A lack of women in bank boardrooms could be to blame for the scandals and excesses that emerged during the financial crisis, claims the head of Germany's largest bank, which currently has an all-male board.
Anshu Jain, co-chief executive of Deutsche Bank, used a business school lecture to admit: “If I think about some of the issues that my industry is dealing with, frankly, if we had higher gender diversity perhaps some the objectionable stuff that we’ve seen may not have happened."
“Show me any monolithic organization where everyone thinks, acts, looks the same – and you’ve got a very risky organization."
Jain's remarks about gender diversity may seem ironic as his own Bank's seven-person board is entirely made up of men.
Deutsche Bank's all-male board
“We’re not as diverse as we’d like to be,” Jain admitted on Wednesday, pointing to a gap between “the realization [that] this is critical and then actually being able to get the right ratio.”
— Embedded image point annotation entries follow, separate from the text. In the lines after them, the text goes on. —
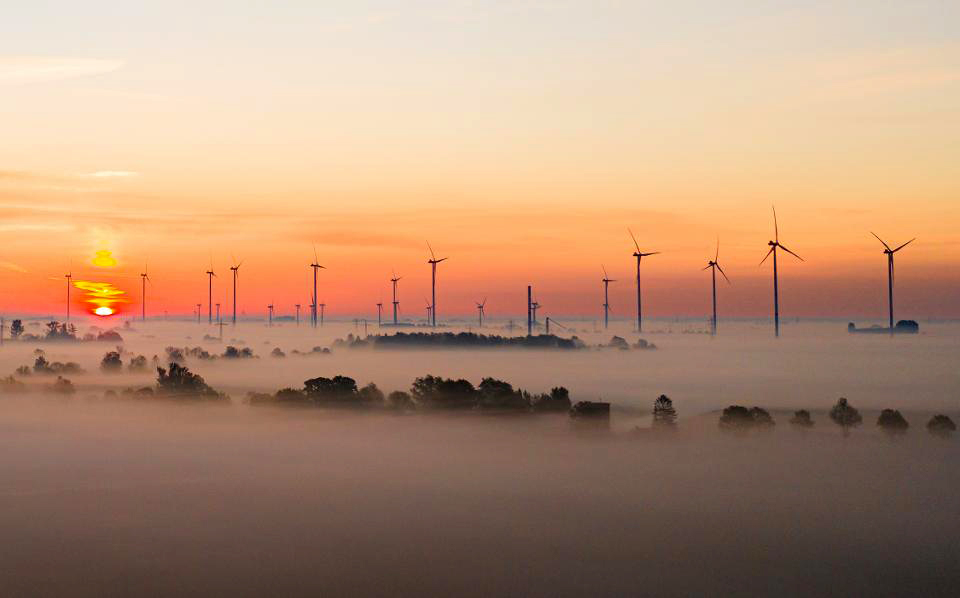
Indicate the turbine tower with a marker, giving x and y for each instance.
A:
(396, 303)
(889, 253)
(639, 255)
(68, 276)
(210, 276)
(315, 265)
(774, 245)
(606, 298)
(143, 293)
(433, 261)
(235, 268)
(714, 265)
(480, 307)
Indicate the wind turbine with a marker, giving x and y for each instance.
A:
(889, 253)
(606, 297)
(480, 307)
(396, 303)
(714, 265)
(315, 265)
(235, 268)
(774, 245)
(639, 255)
(143, 293)
(210, 276)
(68, 276)
(433, 261)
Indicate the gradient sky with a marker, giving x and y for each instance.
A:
(521, 138)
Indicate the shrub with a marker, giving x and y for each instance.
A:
(892, 422)
(845, 415)
(111, 362)
(801, 419)
(941, 425)
(664, 415)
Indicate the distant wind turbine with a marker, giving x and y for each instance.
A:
(235, 268)
(315, 265)
(396, 303)
(889, 253)
(639, 255)
(143, 293)
(480, 308)
(606, 297)
(714, 265)
(433, 261)
(774, 245)
(210, 276)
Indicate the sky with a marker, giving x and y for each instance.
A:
(520, 138)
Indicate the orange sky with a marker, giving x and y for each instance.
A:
(521, 139)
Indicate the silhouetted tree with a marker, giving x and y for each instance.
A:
(941, 425)
(664, 415)
(400, 400)
(63, 386)
(558, 400)
(892, 421)
(434, 391)
(801, 419)
(179, 382)
(845, 415)
(737, 417)
(111, 362)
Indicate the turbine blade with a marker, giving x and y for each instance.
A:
(904, 245)
(724, 273)
(766, 256)
(776, 228)
(792, 253)
(881, 240)
(635, 244)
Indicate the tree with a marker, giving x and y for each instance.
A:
(664, 415)
(892, 422)
(801, 419)
(111, 362)
(941, 425)
(845, 415)
(179, 382)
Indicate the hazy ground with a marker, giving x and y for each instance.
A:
(112, 497)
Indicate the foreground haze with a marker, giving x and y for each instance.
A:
(122, 496)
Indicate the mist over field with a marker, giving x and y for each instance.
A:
(122, 496)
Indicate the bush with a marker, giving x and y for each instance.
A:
(664, 415)
(941, 425)
(892, 422)
(736, 417)
(801, 419)
(845, 415)
(111, 362)
(557, 400)
(179, 382)
(400, 400)
(434, 391)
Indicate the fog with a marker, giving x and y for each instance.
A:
(109, 497)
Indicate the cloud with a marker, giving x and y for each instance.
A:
(38, 69)
(112, 174)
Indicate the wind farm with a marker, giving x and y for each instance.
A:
(590, 401)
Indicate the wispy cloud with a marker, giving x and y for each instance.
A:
(112, 174)
(37, 69)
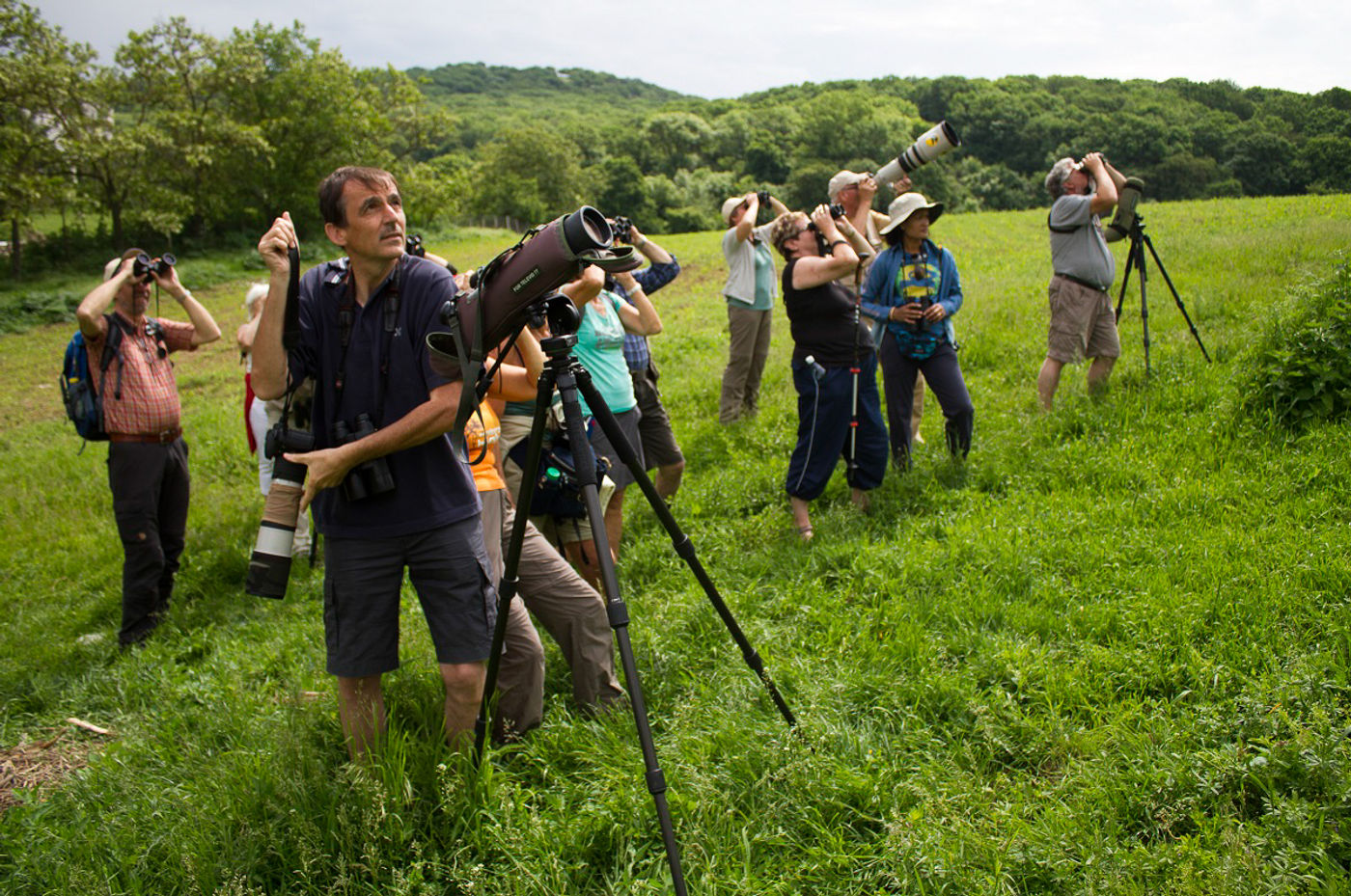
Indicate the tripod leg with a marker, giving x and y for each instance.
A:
(1138, 250)
(510, 563)
(684, 547)
(1125, 280)
(615, 608)
(1177, 300)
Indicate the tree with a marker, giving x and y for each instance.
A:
(533, 175)
(41, 80)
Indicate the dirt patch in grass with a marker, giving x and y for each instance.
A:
(40, 765)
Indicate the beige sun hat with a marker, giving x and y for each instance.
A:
(907, 204)
(841, 181)
(730, 205)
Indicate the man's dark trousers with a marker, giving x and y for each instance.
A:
(151, 501)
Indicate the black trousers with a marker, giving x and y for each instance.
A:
(149, 486)
(945, 377)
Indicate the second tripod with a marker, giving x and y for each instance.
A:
(564, 371)
(1135, 259)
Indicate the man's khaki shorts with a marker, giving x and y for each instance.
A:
(1083, 323)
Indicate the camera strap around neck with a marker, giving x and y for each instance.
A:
(347, 320)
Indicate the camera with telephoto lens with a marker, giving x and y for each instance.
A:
(939, 139)
(369, 477)
(269, 565)
(145, 267)
(506, 291)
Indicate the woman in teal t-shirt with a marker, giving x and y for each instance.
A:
(600, 348)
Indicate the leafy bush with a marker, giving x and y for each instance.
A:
(1300, 371)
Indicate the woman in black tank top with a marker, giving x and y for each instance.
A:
(834, 365)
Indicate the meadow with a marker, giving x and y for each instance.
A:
(1110, 653)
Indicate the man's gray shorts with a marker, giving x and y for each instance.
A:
(362, 579)
(654, 426)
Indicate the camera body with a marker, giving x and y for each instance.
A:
(283, 439)
(367, 479)
(269, 565)
(145, 267)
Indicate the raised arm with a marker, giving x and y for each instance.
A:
(269, 365)
(638, 314)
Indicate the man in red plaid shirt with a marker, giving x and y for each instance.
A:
(148, 457)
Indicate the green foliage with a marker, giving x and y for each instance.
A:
(1110, 653)
(1300, 370)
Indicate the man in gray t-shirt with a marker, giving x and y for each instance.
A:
(1083, 321)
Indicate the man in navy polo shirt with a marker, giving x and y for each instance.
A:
(364, 325)
(654, 425)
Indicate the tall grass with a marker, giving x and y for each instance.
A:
(1110, 653)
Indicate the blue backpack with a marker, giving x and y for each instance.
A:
(84, 399)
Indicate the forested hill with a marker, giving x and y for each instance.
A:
(669, 158)
(476, 77)
(189, 138)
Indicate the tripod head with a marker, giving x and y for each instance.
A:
(1125, 222)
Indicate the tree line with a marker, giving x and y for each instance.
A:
(186, 137)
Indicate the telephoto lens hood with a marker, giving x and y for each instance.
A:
(939, 139)
(515, 281)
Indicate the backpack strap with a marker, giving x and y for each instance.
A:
(111, 348)
(1058, 230)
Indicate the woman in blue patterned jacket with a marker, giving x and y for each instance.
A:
(914, 290)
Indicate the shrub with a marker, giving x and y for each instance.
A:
(1300, 371)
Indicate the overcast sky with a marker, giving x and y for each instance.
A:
(720, 49)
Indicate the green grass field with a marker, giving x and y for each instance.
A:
(1107, 655)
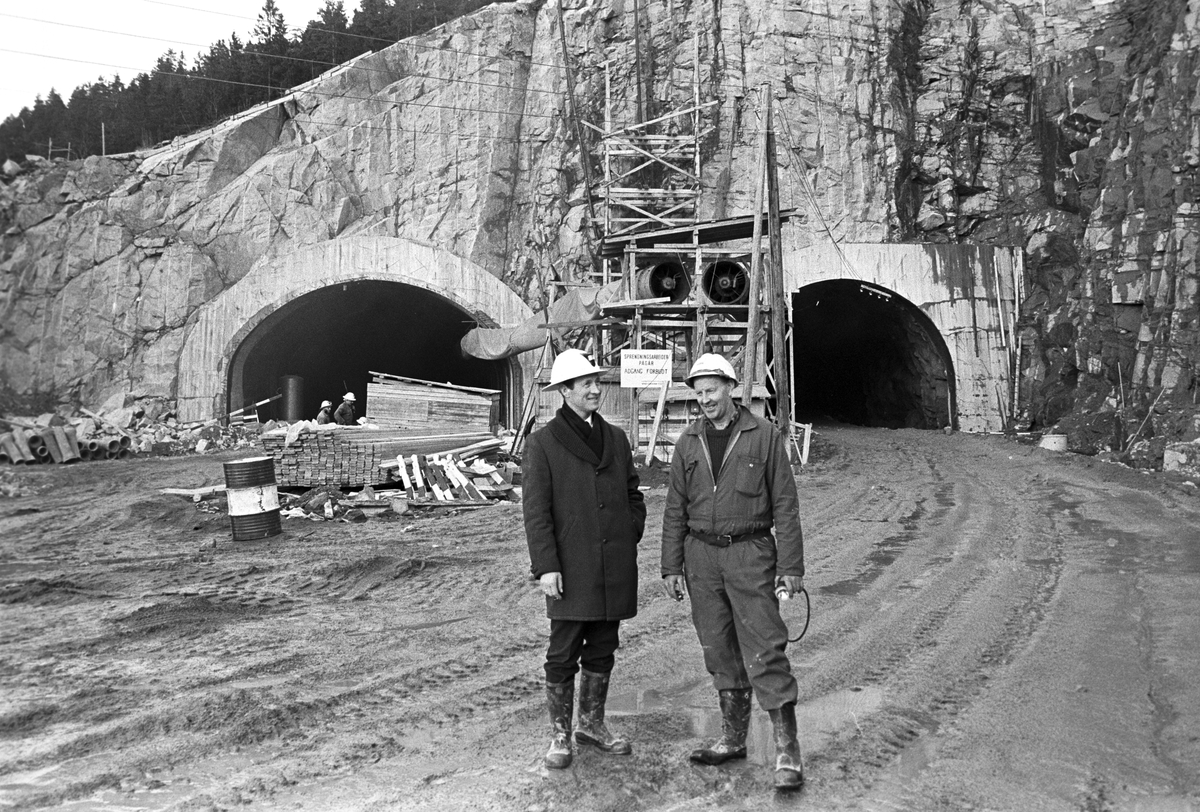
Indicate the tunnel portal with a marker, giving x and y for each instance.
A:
(334, 336)
(868, 356)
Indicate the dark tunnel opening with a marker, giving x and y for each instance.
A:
(335, 336)
(868, 356)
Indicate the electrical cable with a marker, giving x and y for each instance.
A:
(808, 615)
(255, 54)
(288, 91)
(364, 36)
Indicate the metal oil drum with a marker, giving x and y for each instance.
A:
(253, 498)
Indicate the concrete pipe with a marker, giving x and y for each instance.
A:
(9, 449)
(67, 453)
(21, 437)
(73, 439)
(726, 282)
(292, 404)
(52, 445)
(667, 278)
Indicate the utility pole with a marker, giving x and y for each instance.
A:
(754, 310)
(637, 60)
(585, 151)
(781, 360)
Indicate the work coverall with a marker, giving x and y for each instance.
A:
(717, 534)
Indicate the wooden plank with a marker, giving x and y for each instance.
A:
(658, 421)
(435, 384)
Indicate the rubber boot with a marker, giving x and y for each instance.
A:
(561, 703)
(789, 769)
(592, 729)
(735, 726)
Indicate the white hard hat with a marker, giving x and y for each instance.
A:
(569, 365)
(711, 364)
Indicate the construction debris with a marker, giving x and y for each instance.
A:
(409, 403)
(461, 476)
(121, 427)
(307, 453)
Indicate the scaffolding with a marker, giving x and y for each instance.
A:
(687, 286)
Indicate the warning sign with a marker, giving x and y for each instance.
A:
(645, 367)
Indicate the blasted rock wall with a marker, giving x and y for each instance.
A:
(1066, 127)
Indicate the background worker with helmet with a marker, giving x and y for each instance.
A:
(583, 516)
(323, 416)
(731, 482)
(345, 413)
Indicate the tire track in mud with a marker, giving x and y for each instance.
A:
(942, 667)
(491, 680)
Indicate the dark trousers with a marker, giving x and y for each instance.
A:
(591, 643)
(736, 614)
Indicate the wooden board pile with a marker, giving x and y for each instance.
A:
(409, 403)
(347, 456)
(460, 476)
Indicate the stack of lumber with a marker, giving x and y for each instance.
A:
(348, 456)
(409, 403)
(457, 476)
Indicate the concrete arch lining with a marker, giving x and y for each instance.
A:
(222, 324)
(970, 293)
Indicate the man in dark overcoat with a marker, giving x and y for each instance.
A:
(583, 516)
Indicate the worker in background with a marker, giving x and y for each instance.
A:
(583, 516)
(731, 482)
(323, 416)
(345, 413)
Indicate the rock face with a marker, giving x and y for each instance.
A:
(1068, 128)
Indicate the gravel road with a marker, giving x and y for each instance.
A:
(994, 627)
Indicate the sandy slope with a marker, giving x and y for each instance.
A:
(995, 627)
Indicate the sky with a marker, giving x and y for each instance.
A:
(53, 54)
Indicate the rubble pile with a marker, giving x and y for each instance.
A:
(307, 453)
(124, 426)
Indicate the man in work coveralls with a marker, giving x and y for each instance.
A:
(345, 414)
(583, 515)
(731, 482)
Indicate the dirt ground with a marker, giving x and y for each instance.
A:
(994, 626)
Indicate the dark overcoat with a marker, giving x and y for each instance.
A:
(583, 517)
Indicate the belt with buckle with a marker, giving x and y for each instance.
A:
(725, 540)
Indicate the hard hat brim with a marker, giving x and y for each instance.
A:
(553, 385)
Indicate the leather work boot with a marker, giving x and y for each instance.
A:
(561, 703)
(592, 729)
(735, 726)
(789, 769)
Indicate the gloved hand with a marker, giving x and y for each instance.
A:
(552, 584)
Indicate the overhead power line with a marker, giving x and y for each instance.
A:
(288, 91)
(250, 54)
(366, 37)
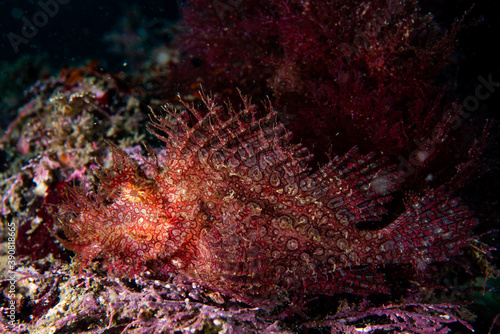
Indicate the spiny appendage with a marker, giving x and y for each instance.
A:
(221, 131)
(434, 228)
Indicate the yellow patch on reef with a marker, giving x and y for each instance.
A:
(133, 194)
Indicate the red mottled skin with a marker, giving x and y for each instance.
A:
(237, 208)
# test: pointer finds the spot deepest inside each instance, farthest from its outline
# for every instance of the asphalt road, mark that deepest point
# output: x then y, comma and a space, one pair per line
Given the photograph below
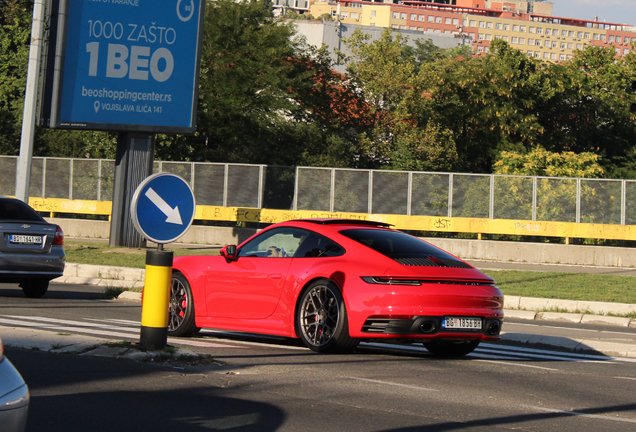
264, 383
According to Deutsche Bank's website, 42% of its staff are women, which equates to 18.7% of managers at senior level. The bank has also appointed its first woman, Sylvie Matherat, to its group executive committee.
Jain did not however elaborate on what he meant by "objectionable stuff", but Deutsche Bank has been implicated in alleged attempts to rig the London interbank offered rate (Libor) and allegations that its traders tried to fix the prices of certain currencies.
The bank has already admitted that a number of its employees have had inappropriate communications, but denied any wrongdoing.